Il più celebre discorso di Martin Luther King iniziava così:”Io ho un sogno … “. il sogno è un desiderio profondo che prende forma di narrazione. Con la sua vita Gesù viene a narrarci il sogno di Dio e a risvegliare lo stesso desiderio che dorme dentro ognuno di noi. Il giusto ha gli stesisogni di Dio.
Come Giuseppe, lo sposo di Maria, il carpentiere che ha le mani callose perchè sa fare bene il proprio lavoro, e ha il cuore acceso, per seminare nelle cose che fa un progetto più alto e lungimirante, lavora bene nel presente perché sogna il futuro. Cos’è in fondo “il Regno di Dio” se non il mondo nuovo, più vero, più giusto, più umano, più fraterno e solidale, che Dio perennemente sogna e rende possibile?
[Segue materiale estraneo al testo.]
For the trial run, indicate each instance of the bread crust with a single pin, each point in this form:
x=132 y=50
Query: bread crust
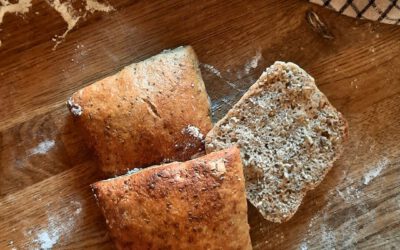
x=140 y=115
x=198 y=204
x=278 y=73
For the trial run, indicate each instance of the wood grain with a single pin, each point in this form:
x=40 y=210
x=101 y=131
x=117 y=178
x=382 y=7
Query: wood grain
x=42 y=188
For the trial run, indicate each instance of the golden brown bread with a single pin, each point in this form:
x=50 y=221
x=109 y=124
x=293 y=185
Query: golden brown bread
x=150 y=112
x=198 y=204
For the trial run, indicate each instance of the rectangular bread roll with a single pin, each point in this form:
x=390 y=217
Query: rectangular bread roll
x=198 y=204
x=289 y=136
x=150 y=112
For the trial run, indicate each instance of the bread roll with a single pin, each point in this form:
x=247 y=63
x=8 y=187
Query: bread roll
x=289 y=136
x=198 y=204
x=150 y=112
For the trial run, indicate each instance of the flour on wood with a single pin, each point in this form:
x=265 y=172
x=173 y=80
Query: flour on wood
x=70 y=15
x=58 y=227
x=253 y=62
x=375 y=172
x=43 y=147
x=20 y=7
x=93 y=5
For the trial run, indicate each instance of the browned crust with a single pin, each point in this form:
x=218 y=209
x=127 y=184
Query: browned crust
x=196 y=204
x=255 y=89
x=137 y=117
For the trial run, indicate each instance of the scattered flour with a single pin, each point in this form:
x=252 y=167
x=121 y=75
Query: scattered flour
x=69 y=15
x=64 y=8
x=303 y=246
x=47 y=241
x=93 y=5
x=328 y=237
x=212 y=69
x=43 y=147
x=58 y=226
x=193 y=131
x=253 y=63
x=373 y=173
x=218 y=74
x=20 y=7
x=350 y=194
x=133 y=171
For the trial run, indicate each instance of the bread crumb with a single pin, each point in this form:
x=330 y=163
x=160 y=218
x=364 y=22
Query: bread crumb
x=43 y=147
x=218 y=167
x=74 y=108
x=193 y=131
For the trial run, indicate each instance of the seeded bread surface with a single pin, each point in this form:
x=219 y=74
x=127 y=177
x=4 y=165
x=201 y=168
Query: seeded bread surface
x=150 y=112
x=198 y=204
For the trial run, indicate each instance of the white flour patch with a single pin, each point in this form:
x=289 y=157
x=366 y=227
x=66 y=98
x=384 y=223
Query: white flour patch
x=375 y=172
x=349 y=194
x=328 y=237
x=193 y=131
x=69 y=16
x=43 y=147
x=64 y=8
x=93 y=5
x=303 y=246
x=47 y=241
x=253 y=63
x=212 y=69
x=58 y=226
x=20 y=7
x=218 y=74
x=133 y=171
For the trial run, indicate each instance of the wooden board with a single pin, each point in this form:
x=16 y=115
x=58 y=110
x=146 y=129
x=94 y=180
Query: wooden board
x=45 y=169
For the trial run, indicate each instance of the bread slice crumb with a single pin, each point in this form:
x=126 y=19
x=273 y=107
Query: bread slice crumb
x=289 y=135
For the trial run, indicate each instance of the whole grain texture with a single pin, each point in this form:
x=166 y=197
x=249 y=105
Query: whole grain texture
x=146 y=113
x=198 y=204
x=289 y=136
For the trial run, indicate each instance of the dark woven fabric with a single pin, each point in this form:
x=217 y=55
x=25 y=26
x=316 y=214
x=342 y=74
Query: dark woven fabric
x=385 y=11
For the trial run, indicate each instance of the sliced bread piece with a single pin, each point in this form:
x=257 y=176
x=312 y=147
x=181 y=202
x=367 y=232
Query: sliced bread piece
x=198 y=204
x=150 y=112
x=289 y=135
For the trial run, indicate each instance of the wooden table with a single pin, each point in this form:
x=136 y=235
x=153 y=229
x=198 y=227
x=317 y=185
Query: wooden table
x=45 y=168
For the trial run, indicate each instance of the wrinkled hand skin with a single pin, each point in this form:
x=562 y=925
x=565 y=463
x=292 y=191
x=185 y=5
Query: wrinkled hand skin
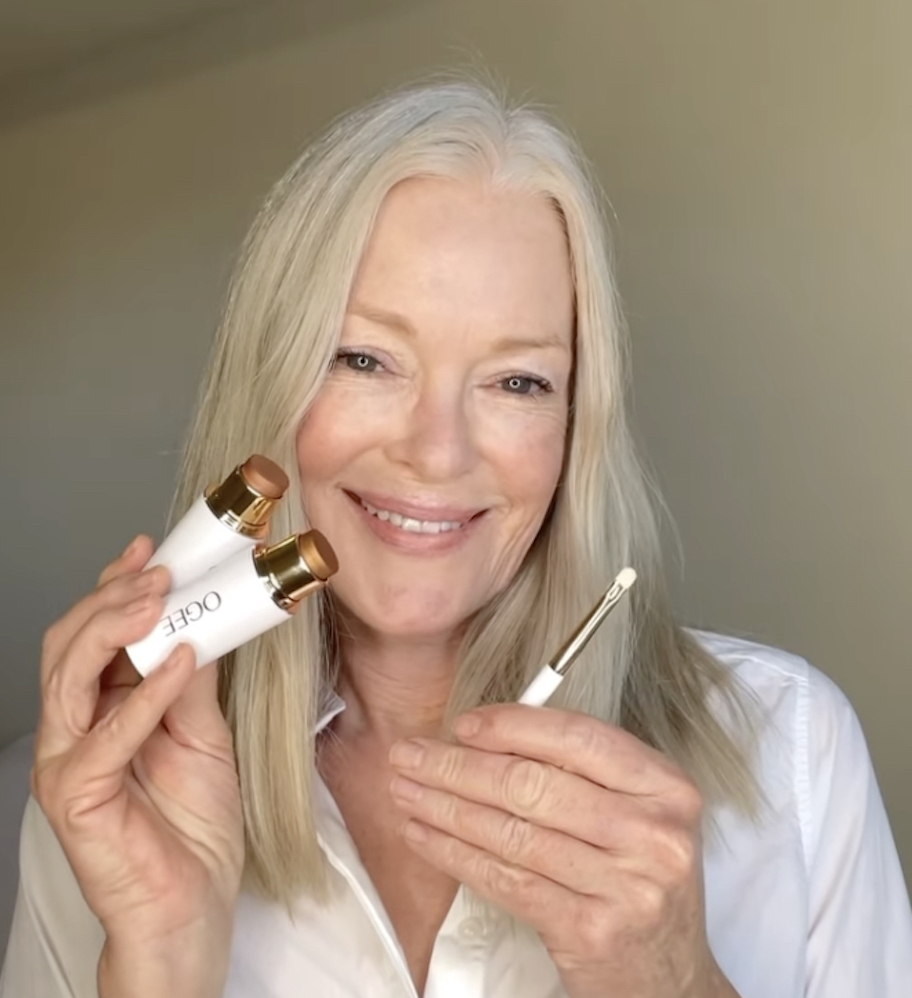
x=578 y=829
x=138 y=781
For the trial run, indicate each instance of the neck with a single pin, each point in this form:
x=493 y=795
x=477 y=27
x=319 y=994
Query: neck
x=394 y=687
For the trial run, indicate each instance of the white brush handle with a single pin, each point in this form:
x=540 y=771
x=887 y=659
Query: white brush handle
x=542 y=686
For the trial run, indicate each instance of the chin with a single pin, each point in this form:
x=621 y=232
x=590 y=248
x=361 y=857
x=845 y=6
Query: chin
x=407 y=614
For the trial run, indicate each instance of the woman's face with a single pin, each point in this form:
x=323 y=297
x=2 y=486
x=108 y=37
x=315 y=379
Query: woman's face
x=432 y=452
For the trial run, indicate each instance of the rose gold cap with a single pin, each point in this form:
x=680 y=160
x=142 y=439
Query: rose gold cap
x=296 y=567
x=264 y=476
x=317 y=552
x=245 y=500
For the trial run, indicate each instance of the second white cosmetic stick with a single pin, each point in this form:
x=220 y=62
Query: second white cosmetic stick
x=233 y=516
x=246 y=595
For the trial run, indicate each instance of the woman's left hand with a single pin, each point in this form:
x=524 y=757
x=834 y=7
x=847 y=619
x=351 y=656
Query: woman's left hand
x=578 y=829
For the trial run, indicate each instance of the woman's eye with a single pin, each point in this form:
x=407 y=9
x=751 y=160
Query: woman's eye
x=363 y=363
x=522 y=384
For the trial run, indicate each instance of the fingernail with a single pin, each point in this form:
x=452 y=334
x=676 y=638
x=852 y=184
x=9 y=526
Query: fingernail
x=407 y=755
x=467 y=725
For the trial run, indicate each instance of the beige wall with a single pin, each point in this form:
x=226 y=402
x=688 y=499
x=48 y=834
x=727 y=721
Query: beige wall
x=758 y=156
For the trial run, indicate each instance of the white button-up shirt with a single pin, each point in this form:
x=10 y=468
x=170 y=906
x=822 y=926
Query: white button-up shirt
x=810 y=903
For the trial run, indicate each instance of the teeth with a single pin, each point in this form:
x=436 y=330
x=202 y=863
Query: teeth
x=411 y=524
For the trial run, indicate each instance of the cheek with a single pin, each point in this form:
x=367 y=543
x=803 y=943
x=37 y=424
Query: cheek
x=332 y=433
x=530 y=458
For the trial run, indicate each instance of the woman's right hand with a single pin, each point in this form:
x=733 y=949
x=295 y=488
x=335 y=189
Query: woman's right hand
x=139 y=783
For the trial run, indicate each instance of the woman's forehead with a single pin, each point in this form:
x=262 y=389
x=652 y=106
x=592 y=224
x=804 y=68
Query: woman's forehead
x=484 y=251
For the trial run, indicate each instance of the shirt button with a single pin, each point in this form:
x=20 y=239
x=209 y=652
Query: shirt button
x=472 y=930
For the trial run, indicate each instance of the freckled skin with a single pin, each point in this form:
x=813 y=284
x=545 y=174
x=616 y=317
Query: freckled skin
x=433 y=414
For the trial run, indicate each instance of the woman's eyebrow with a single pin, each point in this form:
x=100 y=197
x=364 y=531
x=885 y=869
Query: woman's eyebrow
x=400 y=324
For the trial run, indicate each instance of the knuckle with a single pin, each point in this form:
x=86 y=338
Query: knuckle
x=581 y=736
x=594 y=928
x=649 y=900
x=515 y=839
x=42 y=785
x=50 y=643
x=690 y=801
x=451 y=764
x=524 y=784
x=679 y=855
x=504 y=880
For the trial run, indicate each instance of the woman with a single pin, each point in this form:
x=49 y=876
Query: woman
x=423 y=323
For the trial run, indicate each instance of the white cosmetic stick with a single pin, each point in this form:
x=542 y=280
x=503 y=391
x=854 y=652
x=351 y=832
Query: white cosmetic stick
x=244 y=596
x=231 y=517
x=539 y=691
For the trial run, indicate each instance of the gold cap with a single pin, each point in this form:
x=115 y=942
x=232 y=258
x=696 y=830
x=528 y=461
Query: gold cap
x=247 y=497
x=296 y=567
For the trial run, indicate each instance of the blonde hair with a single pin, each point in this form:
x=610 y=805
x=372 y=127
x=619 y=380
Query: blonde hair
x=277 y=339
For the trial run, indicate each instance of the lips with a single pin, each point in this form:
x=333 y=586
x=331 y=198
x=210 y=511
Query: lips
x=415 y=518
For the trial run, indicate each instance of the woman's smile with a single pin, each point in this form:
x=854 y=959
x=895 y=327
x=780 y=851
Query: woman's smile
x=418 y=528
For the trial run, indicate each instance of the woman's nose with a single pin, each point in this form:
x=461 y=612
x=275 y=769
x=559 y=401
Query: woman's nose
x=436 y=439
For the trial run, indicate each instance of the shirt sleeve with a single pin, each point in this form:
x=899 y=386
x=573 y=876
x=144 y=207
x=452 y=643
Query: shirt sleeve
x=860 y=923
x=55 y=940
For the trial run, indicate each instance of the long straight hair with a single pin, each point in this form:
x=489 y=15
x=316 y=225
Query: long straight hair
x=273 y=349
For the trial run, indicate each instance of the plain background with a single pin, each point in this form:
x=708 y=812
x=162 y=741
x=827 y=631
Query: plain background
x=758 y=157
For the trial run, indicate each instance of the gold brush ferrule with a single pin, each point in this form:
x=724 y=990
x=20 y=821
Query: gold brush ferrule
x=590 y=623
x=295 y=567
x=245 y=500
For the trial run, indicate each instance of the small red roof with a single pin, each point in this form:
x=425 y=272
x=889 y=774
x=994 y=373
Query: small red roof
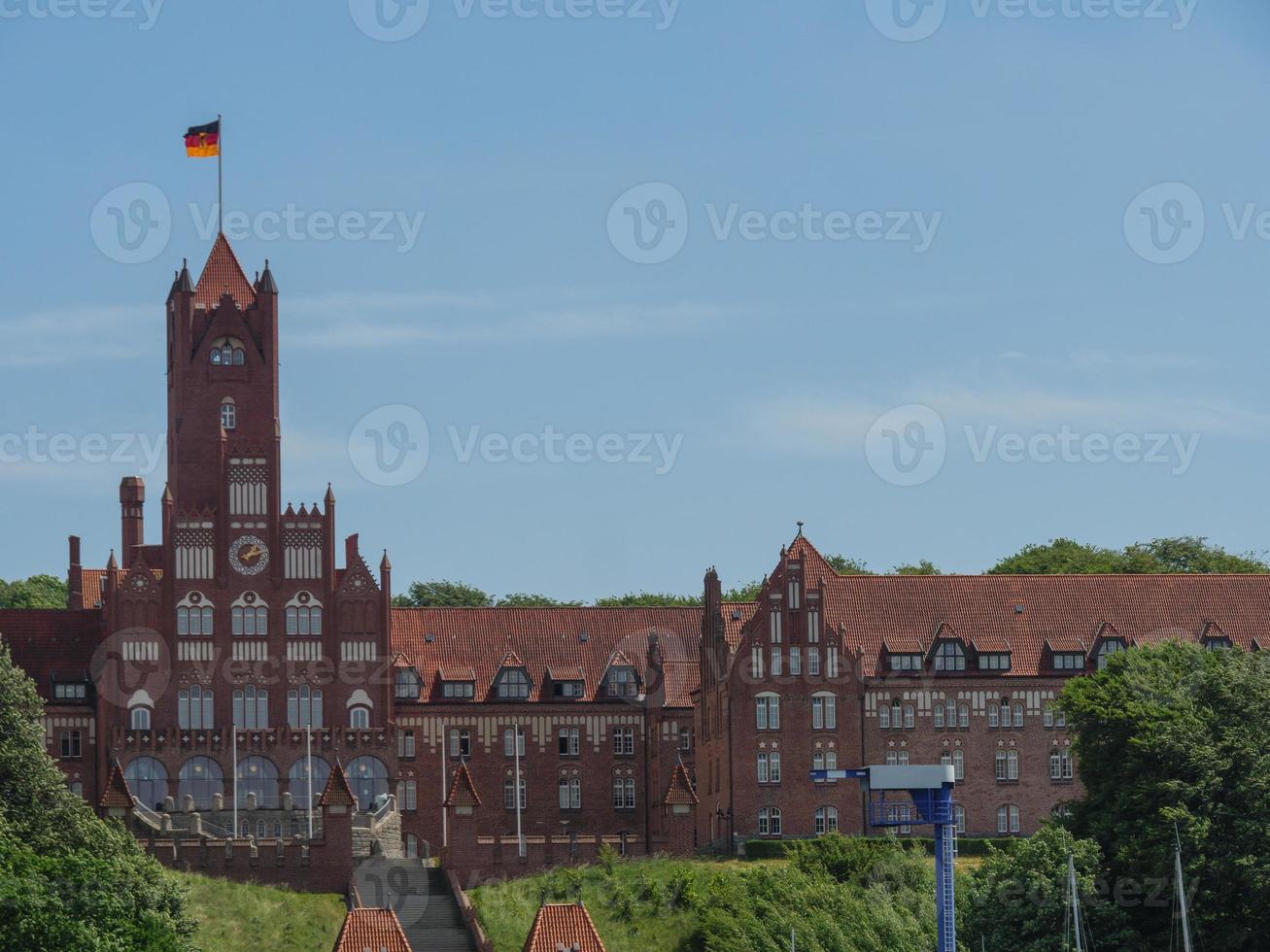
x=117 y=794
x=338 y=793
x=463 y=791
x=375 y=930
x=563 y=926
x=223 y=274
x=681 y=793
Sogniamo anche noi amici! Sogniamo e impegniamoci veramente tutti per sentirci parte attiva di una Chiesa che non si accontenta più di attendere ma che impara faticosamente ad andare incontro; una Chiesa finalmente povera, consapevole di non saper guarire tutte le ferite, non smette di prendersene cura e di riscaldare i cuori, di riaccendere speranze in chiunque vive una vita ferita.
Una Chiesa che sa piangere e accarezzare le ferite, che sa gioire e coltivare sogni di futuro, che non si nasconde. Una chiesa che non ha nulla da pretendere ma molto da offrire, che non si contrappone agli altri con conflitti teorici, ma che si immerge nella fatica di tutti e di ognuno quotidianamente. Imparando dai piccoli e dai poveri a sognare e a costruire un mondo migliore.
Se il Signore abbraccia i bambini e si china sui paralitici, rialza i caduti e dice alle prostitute e ai pubblicani: “d’ora in poi ama veramente e cura seriamente la tua vita “. Se Francesco d’Assisi abbraccia e bacia i lebbrosi del suo tempo, anche noi siamo chiamati a sognare una Chiesa che cammina a piedi nudi e con il grembiule del servizio, senza paludamenti e apparati, una Chiesa che diviene autorevole non per la potenza della sua dottrina, ma per la misericordia di cui è capace; una Chiesa per la quale gli unici principi non negoziabili sono la sacralità e la dignità di ogni persona.
In questo tempo ferito e disumanizzato dall’indifferenza, sia la Chiesa sempre più capace di abbracciare questo mondo che non ha soltanto bisogno di giudici più o meno intransigenti, ma di samaritani generosi e autentici.